Jeriel is going to invest \( \$ 2,400 \) and leave it in an account for 13 years. Assuming the interest is compounded quarterly, what interest rate, to the nearest hundredth of a percent, would be required in order for Jeriel to end up with \( \$ 3,800 \) ?
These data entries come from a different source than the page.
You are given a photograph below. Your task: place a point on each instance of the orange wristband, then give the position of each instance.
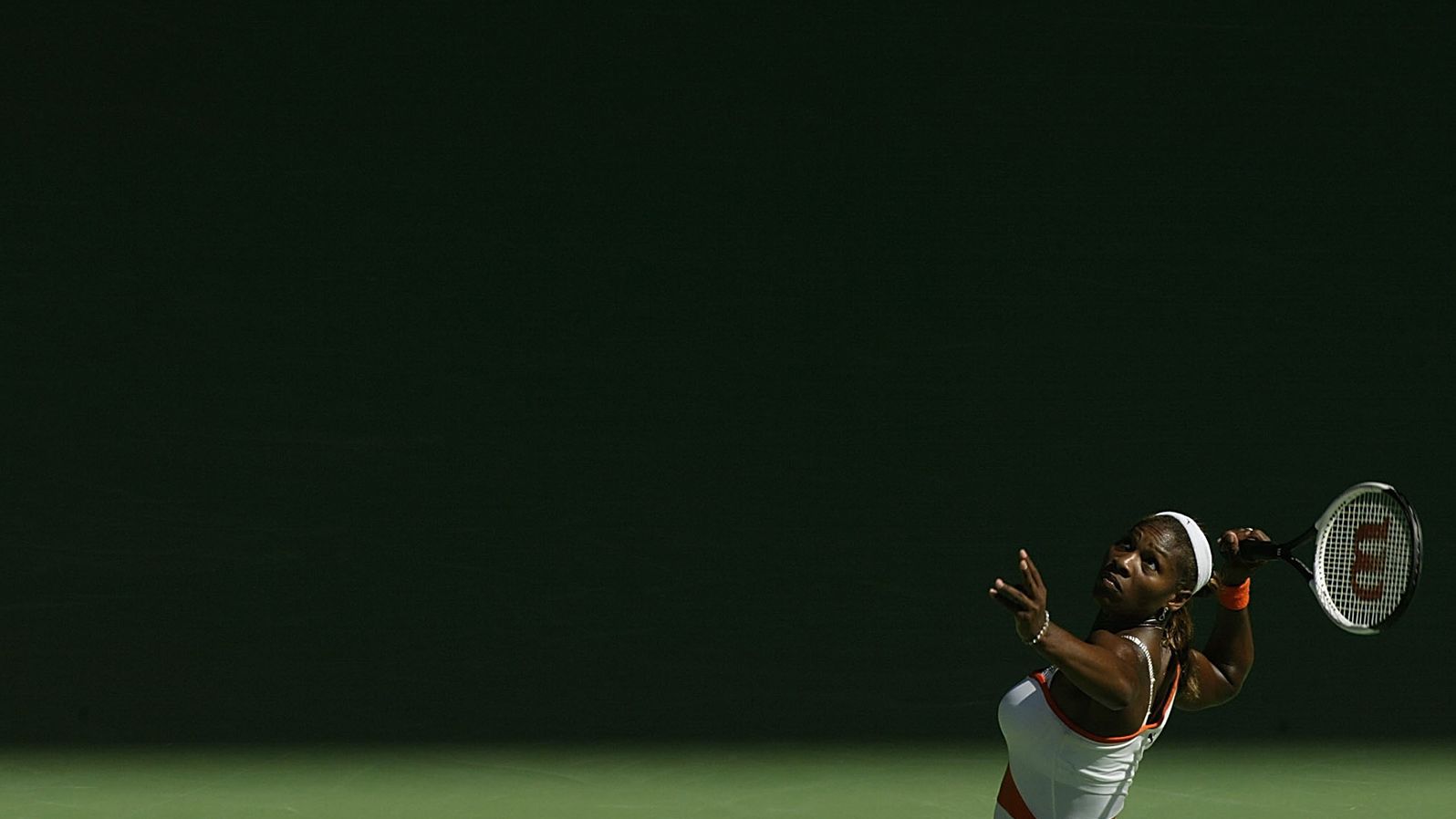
(1235, 598)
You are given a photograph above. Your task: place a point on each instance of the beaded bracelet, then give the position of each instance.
(1043, 633)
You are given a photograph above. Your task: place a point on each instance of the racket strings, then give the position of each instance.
(1363, 560)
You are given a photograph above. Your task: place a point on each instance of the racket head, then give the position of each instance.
(1368, 557)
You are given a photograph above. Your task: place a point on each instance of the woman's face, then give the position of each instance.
(1138, 576)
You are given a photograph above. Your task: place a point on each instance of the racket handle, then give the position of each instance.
(1260, 549)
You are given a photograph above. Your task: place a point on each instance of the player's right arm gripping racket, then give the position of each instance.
(1368, 557)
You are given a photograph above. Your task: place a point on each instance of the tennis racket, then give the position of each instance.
(1368, 557)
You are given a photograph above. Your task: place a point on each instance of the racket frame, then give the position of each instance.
(1316, 535)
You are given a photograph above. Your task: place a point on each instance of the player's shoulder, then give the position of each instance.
(1116, 642)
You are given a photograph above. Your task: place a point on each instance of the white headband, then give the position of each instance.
(1200, 547)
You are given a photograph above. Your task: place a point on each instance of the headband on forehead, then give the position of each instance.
(1200, 547)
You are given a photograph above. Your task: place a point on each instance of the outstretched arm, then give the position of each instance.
(1104, 667)
(1225, 660)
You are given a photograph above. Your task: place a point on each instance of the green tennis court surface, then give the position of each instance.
(703, 782)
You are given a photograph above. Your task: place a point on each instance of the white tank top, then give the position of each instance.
(1059, 772)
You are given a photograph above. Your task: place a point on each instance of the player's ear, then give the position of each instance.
(1178, 599)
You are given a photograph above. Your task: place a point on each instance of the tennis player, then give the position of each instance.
(1076, 731)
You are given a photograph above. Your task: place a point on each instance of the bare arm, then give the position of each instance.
(1225, 660)
(1104, 667)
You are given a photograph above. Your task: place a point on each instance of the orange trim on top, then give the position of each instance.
(1011, 801)
(1045, 694)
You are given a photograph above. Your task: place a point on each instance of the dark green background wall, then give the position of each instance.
(669, 373)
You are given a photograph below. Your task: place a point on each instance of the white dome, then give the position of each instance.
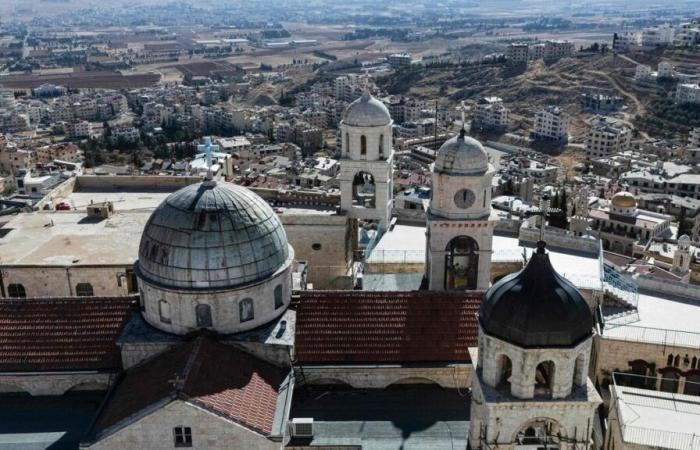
(462, 155)
(211, 236)
(367, 111)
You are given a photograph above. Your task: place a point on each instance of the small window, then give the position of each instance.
(16, 291)
(183, 436)
(246, 309)
(164, 311)
(279, 301)
(84, 290)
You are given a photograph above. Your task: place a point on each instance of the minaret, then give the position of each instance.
(459, 220)
(366, 165)
(531, 386)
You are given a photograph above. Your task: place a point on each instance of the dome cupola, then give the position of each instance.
(536, 307)
(461, 155)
To solve this problem, we can use the compound interest formula: \[ A = P \left(1 + \frac{r}{n}\right)^{nt} \] Where: - \( A \) is the amount of money accumulated after n years, including interest. - \( P \) is the principal amount (the initial amount of money). - \( r \) is the annual interest rate (in decimal). - \( n \) is the number of times that interest is compounded per year. - \( t \) is the number of years the money is invested. In this instance, we have: - \( A = 3800 \) - \( P = 2400 \) - \( n = 4 \) (quarterly) - \( t = 13 \) We need to solve for \( r \). Rearranging the formula gives us: \[ 3800 = 2400 \left(1 + \frac{r}{4}\right)^{4 \times 13} \] We can simplify and isolate the term with \( r \): \[ \frac{3800}{2400} = \left(1 + \frac{r}{4}\right)^{52} \] Calculating the left side: \[ \frac{3800}{2400} \approx 1.5833 \] Now taking the 52nd root: \[ 1 + \frac{r}{4} = 1.5833^{\frac{1}{52}} \] Calculating \( 1.5833^{\frac{1}{52}} \) gives approximately: \[ 1 + \frac{r}{4} \approx 1.01026 \] Subtracting 1 and then multiplying by 4 to solve for \( r \): \[ \frac{r}{4} \approx 0.01026 \] \[ r \approx 0.04104 \] To convert it into a percentage, multiply by 100, giving us: \[ r \approx 4.10\% \] Thus, the interest rate required for Jeriel to end up with \( \$3,800 \) after 13 years, compounded quarterly, is approximately **4.10%**.